Ивонна ни за что бы не стала спускаться в убежище, если бы не дети. С первых же дней войны парижан заставляли проделывать немыслимые гимнастические упражнения. Казалось, вдруг разверзаются врата ада: вой сирен, свистки, истошные крики дежурных, топот людей, в панике несущихся вниз по лестнице, великое переселение тюфяков, складных стульев, одеял. Затем грохот орудий, гул моторов, зловещие узоры прожекторов, скрещивающих в небе свои лучи, рев пожарных машин, раздавленные в кромешной тьме люди. А утром оказывалось, что это была ложная тревога, никакие вражеские самолеты не появлялись, вовсе незачем было покидать комнату, тепло, сон и бежать по сквозняку в промозглый, душный погреб, слушать нелепые и панические разговоры соседей. В лучшем случае говорили, что это учебная тревога, что нужно закалить нервы парижан, подготовить их, создать у них соответствующие рефлексы. И впрямь: у парижан старались развить мускулы страха, поджилки паники, научить их смазывать пятки. Каждый вечер с Елисейских полей, с берегов Сены, со стороны завода Рено, Монмартра, парка Монсури, Венсенского леса и Лоншана поднимались бесполезные колбасы аэростатов. О них, впрочем, рассказывали чудеса: они, мол, прикрывают весь Париж проволочной сетью, о которую начисто срежут себе крылья гитлеровские самолеты.
Помните, как это раньше проделывали с автомобилистами? Ах да, ведь вы были тогда ребенком, а может быть, даже и не родились еще на свет. Происходило это примерно в 1910 году… бандиты натягивали поперек шоссе проволоку, туристы проезжали. Раз – и голова с плеч, – в ту пору ездили больше в открытых машинах, особенно летом…
Чего, чего только не наговорят в бомбоубежищах. И детишки спросонья хнычут. В конце концов Ивонна махнула рукой и перестала ходить в бомбоубежище.

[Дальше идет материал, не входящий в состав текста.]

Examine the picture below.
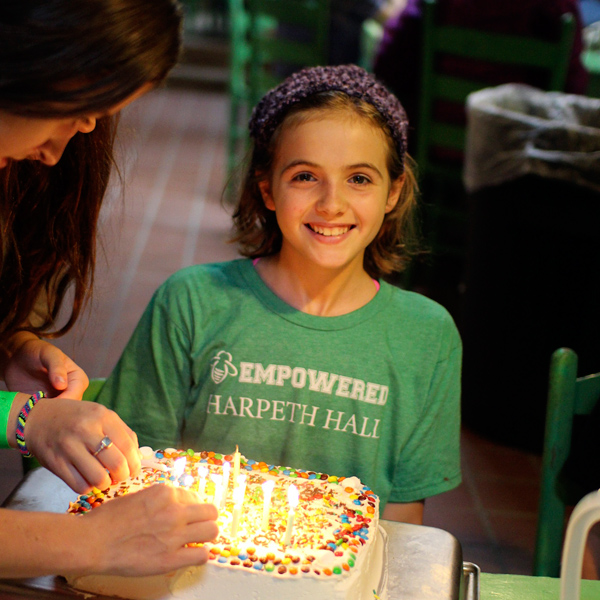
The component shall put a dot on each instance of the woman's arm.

Но зато в убежище она познакомилась со всем домом. Раньше она ни с кем из жильцов не разговаривала. Заговоришь раз, а потом уж не избежать ежедневной болтовни с соседями у консьержки или на лестнице. Например, она никогда в жизни не встречалась с мадемуазель Монестье, старой девой с третьего этажа, которая верила в переселение душ, и как сейчас помнила то время, когда она была саранчой во времена египетских фараонов; она могла часами рассказывать о библейской засухе и исходе иудеев из Египта. Или взять господина Мюра, торговца подвязками, чьи сердечные дела веселили всех кумушек в доме. Какую-то девицу «из этих» он выдавал за свою племянницу. Или молодую чету Шульц с пятого этажа – лотарингцев; вернее, она была испанка, – подумайте только, у них в гостиной висели настоящие кастаньеты! И разве прежде Ивонна заговорила бы с Луазо-Труве – соседями, жившими через площадку? Это были люди, что называется, душа нараспашку, денег у них, судя по всему, уйма, и достаются они им легко, но квартиру снимают маленькую, такую же, как у Робера с Ивонной. Сам Луазо-Труве был каким-то маклером, его супруга вечно где-то шныряла и в любую минуту могла «присоветовать выгодное дельце». С начала войны у них целые дни топтался народ, и шум они подымали ужасный. Жрали с утра до вечера, даже вчуже противно. Они очень баловали Боба и Монику, задаривали их сластями, игрушками – просто неудобно. Но они же предупредили Ивонну, что старики Робишоны – теща и тесть Гильома Валье – сообщили консьержке, будто Гайяры – опаснейшие агенты Москвы, что они ездили туда за директивами и, конечно, спекулируют в магазине золотом.